For instance, let’s say a man has 100 cows and 10 of them give 10 litres each and the remaining 90 give 1 litre each, so the total yield is 190 litres. We would say that the 100 cows yield 190 litres, which is not correct, as those 90 cows come under draught breeds. Indian milch breeds yield 8-10 litres per day which is a good amount. Rare Kankrej cows give more than 15 litres per day.

A century ago HF and Jersey breeds were at the level at which our Gir breed is today, ther potential to yield more milk was achieved through consistent breeding. It is only because of the constant efforts of scientists in the native country (Germany and Ireland, respectively) that HF and Jersey gained global repute.

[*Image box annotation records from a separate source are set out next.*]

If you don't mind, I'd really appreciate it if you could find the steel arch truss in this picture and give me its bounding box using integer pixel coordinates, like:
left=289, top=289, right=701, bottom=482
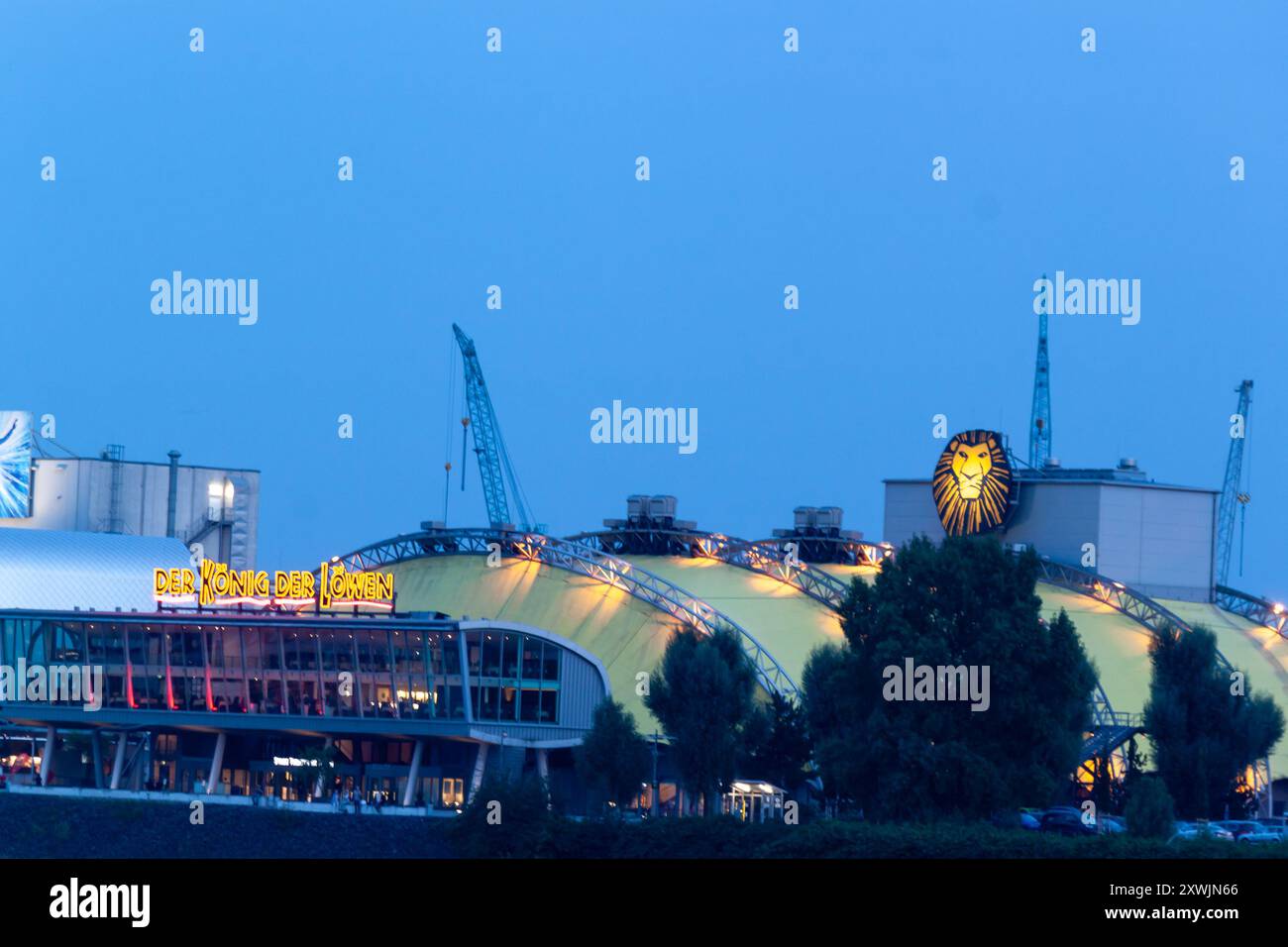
left=568, top=527, right=894, bottom=611
left=332, top=528, right=799, bottom=699
left=1216, top=585, right=1288, bottom=638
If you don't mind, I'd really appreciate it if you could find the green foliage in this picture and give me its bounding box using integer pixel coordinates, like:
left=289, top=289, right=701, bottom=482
left=450, top=776, right=558, bottom=858
left=644, top=629, right=756, bottom=815
left=1126, top=773, right=1176, bottom=839
left=1145, top=626, right=1284, bottom=818
left=576, top=697, right=653, bottom=811
left=803, top=537, right=1096, bottom=819
left=738, top=693, right=811, bottom=791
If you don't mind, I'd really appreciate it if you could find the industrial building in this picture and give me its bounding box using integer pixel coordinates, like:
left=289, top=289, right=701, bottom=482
left=0, top=438, right=259, bottom=569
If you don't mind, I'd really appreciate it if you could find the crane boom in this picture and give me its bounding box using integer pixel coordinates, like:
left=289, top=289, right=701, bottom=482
left=1216, top=381, right=1252, bottom=585
left=452, top=322, right=532, bottom=530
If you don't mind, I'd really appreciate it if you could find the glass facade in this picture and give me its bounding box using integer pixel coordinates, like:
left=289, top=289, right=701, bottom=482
left=465, top=631, right=563, bottom=723
left=0, top=614, right=563, bottom=724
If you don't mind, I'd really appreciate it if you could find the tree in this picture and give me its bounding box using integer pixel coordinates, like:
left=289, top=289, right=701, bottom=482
left=1145, top=625, right=1284, bottom=818
left=1125, top=773, right=1176, bottom=839
left=739, top=693, right=811, bottom=791
left=577, top=697, right=652, bottom=811
left=803, top=536, right=1096, bottom=818
left=644, top=629, right=756, bottom=815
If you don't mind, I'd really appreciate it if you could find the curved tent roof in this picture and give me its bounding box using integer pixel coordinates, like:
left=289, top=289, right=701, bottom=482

The hybrid cows in our village also yield the same amount of milk that our Indian breeds give and in a few places, the hybrid’s yield is ‘up to 15 litres’ which means it will not yield 15 litres all the time but 8-10 litres on average. There are several factors such as feed input, heat stress etc. and when the temperature goes up, the amount of milk automatically comes down.

Liquid cash is the only problem with our local cow rearers, they never have enough cash in hands during times of emergency. Thus, they end up believing all these falsities spread by those with vested interests. The only solution to this would be debunking of myths such as the above, and awareness of long-term effects and benefits of rearing native cattle.